1. Pengertian Aqidah
Akidah Secara Etimologi Akidah berasal dari kata aqd yg berarti pengikatan.

Akidah Secara Syara Yaitu iman kepada Allah para malaikat-Nya kitab-kitab-Nya para rasul-Nya dan kepada hari akhir serta kepada Qadar yg baik maupun yg buruk.

2. Urgensi Aqidah
 fundamen bagi bangunan agama
 merupakan syarat sahnya amal
Firman Allah SWT yg artinya “Barangsiapa mengharap perjumpaan dgn Tuhannya maka hendaklah ia mengerjakan amal yg saleh dan janganlah ia mempersekutukan seorang pun dalam beribadat kepada Tuhannya.” . “Dan sesungguhnya telah diwahyukan kepadamu dan kepada yg sebelumnya ‘Jika kamu mempersekutukan niscaya akan hapuslah amalmu dan tentulah kamu termasuk orang-orang yg merugi’.” . “Maka sembahlah Allah dgn memurnikan keta’atan kepada-Nya. Ingatlah hanya kepunyaan Allah lah agama yg bersih .”
3. Iman, Islam, dan Ihsan

 Pokok ajaran Islam ada 3, yaitu: Iman, Islam dan Ihsan. Dasarnya adalah hadits riwayat Muslim dalam hadits arba’in.

“Iman itu ialah engkau beriman kepada Alloh, para malaikat-Nya, kitab-kitab-Nya, para Rosul-Nya, hari akhir dan engkau beriman terhadap qodho’ dan qodar; yang baik maupun yang buruk”.

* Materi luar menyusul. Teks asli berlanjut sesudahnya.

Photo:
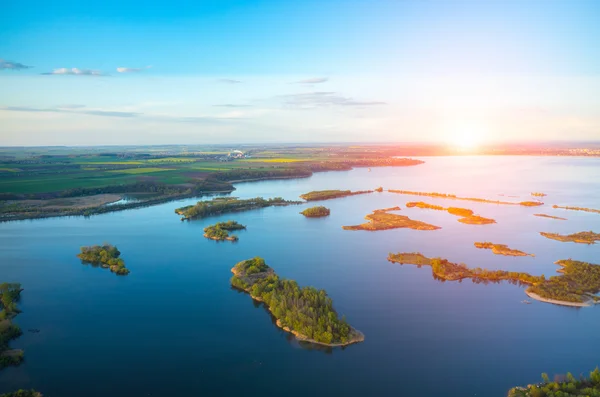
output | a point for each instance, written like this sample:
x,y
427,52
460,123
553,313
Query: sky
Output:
x,y
208,72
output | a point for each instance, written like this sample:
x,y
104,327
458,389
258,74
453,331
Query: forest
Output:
x,y
316,212
106,255
562,386
10,294
223,205
220,231
305,311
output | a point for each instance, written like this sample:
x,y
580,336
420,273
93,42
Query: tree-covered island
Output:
x,y
316,212
562,386
106,256
222,205
455,197
381,220
305,312
319,195
577,285
467,215
10,294
581,237
220,231
501,249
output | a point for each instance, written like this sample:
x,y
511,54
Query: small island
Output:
x,y
316,212
466,214
106,256
381,220
581,237
455,197
577,209
550,217
305,312
22,393
319,195
501,249
10,294
563,385
577,284
220,231
222,205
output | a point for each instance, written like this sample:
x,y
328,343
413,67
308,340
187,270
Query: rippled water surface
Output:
x,y
175,327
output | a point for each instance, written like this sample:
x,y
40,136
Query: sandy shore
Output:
x,y
557,302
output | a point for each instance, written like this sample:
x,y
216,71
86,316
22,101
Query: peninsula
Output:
x,y
10,294
222,205
581,237
466,215
577,285
577,209
550,217
454,197
220,231
305,312
566,385
316,212
381,220
106,256
501,249
319,195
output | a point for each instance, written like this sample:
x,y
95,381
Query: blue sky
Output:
x,y
277,71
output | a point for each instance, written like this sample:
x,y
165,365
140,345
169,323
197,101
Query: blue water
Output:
x,y
175,327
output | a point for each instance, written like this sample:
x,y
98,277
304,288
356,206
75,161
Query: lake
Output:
x,y
174,326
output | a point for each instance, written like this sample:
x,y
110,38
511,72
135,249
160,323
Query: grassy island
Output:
x,y
501,249
10,294
581,237
107,256
316,212
550,217
22,393
466,215
305,312
222,205
319,195
220,231
381,220
575,286
455,197
577,209
562,386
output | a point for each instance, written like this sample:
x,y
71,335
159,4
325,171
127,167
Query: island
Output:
x,y
550,217
455,197
501,249
466,215
10,293
106,256
381,220
319,195
577,284
316,212
221,205
220,231
22,393
563,385
305,312
577,209
581,237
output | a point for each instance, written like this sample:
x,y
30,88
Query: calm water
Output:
x,y
174,326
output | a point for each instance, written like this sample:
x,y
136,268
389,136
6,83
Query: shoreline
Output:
x,y
557,302
357,336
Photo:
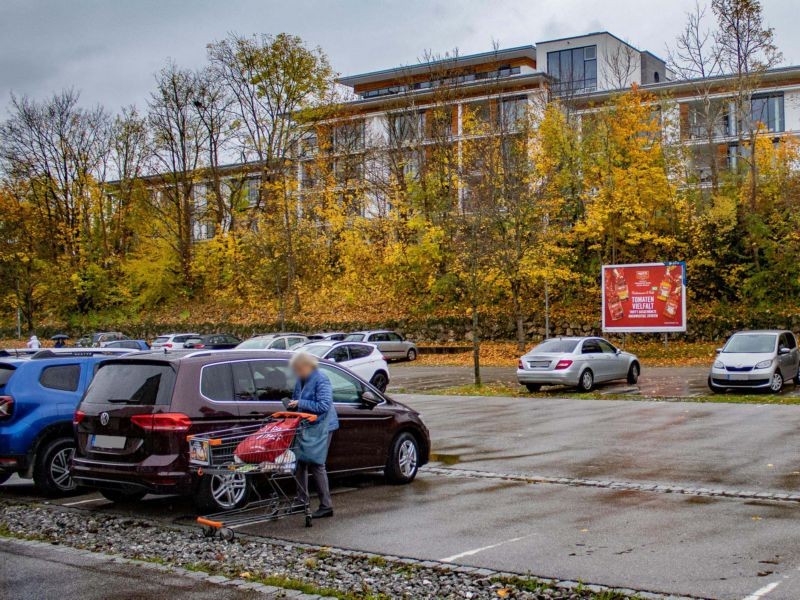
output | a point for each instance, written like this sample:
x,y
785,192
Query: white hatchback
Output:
x,y
171,341
365,360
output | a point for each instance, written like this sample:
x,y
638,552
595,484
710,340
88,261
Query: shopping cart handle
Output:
x,y
307,416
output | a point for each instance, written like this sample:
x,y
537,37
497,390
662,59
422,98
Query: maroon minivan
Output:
x,y
132,424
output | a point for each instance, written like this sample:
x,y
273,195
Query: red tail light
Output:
x,y
6,407
162,422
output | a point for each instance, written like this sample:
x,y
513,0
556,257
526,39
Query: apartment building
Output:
x,y
398,112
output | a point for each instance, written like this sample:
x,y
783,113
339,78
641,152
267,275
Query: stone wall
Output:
x,y
711,327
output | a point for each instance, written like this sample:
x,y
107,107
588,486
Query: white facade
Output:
x,y
617,64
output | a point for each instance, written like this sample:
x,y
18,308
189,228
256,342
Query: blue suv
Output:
x,y
38,398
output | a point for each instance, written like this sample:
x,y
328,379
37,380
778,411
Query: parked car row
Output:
x,y
754,360
117,420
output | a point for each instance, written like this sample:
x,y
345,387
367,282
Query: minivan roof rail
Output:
x,y
70,352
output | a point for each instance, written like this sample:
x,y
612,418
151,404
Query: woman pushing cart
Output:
x,y
286,446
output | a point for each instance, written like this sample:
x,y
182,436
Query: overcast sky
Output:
x,y
109,49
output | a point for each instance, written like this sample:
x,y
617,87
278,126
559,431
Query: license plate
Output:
x,y
736,377
198,451
108,442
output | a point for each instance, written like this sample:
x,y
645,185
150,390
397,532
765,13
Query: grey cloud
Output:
x,y
110,49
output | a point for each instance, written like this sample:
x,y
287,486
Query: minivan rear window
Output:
x,y
139,383
6,371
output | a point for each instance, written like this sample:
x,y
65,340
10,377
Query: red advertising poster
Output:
x,y
644,298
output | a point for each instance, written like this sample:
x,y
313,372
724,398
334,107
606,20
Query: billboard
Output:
x,y
644,298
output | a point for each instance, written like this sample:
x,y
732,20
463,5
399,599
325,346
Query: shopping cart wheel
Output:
x,y
209,531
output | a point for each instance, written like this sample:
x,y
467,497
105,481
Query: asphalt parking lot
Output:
x,y
672,382
625,494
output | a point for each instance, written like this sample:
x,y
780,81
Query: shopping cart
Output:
x,y
262,454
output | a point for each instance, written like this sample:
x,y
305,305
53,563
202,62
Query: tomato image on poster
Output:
x,y
644,297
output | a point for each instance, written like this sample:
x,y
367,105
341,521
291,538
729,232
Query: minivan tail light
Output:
x,y
6,407
162,422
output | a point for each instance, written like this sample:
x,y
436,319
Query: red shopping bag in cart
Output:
x,y
272,440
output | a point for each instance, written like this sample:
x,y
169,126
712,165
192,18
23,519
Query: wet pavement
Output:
x,y
34,573
662,382
512,490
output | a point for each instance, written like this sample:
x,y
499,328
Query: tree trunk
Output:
x,y
476,347
519,317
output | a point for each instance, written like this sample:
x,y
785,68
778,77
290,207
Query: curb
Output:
x,y
252,586
616,485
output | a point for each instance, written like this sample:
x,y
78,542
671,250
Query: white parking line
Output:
x,y
760,593
478,550
85,501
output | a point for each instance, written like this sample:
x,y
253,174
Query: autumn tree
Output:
x,y
633,213
53,158
274,82
177,141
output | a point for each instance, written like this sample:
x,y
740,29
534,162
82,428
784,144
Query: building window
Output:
x,y
767,109
574,68
349,136
252,192
404,127
308,146
512,111
200,199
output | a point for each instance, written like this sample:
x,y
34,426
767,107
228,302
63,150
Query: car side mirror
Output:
x,y
369,399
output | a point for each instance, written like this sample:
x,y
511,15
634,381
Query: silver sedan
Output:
x,y
578,362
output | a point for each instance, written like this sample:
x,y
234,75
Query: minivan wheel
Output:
x,y
403,461
633,373
216,493
51,470
586,381
776,383
123,496
380,381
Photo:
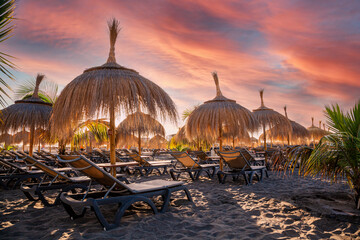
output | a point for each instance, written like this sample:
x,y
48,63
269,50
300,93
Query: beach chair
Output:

“Islam itu engkau bersaksi bahwa tidak ada sesembahan (yang haq) selain Alloh dan bahwasanya Muhammad adalah utusan Alloh, engkau dirikan sholat, tunaikan zakat, berpuasa romadhon dan berhaji ke Baitulloh jika engkau mampu untuk menempuh perjalanan ke sana”.

Ihsan : “Yaitu engkau beribadah kepada Alloh seolah-olah engkau melihat-Nya, maka apabila kamu tidak bisa (beribadah seolah-olah) melihat-Nya, maka sesungguhnya Dia melihatmu”.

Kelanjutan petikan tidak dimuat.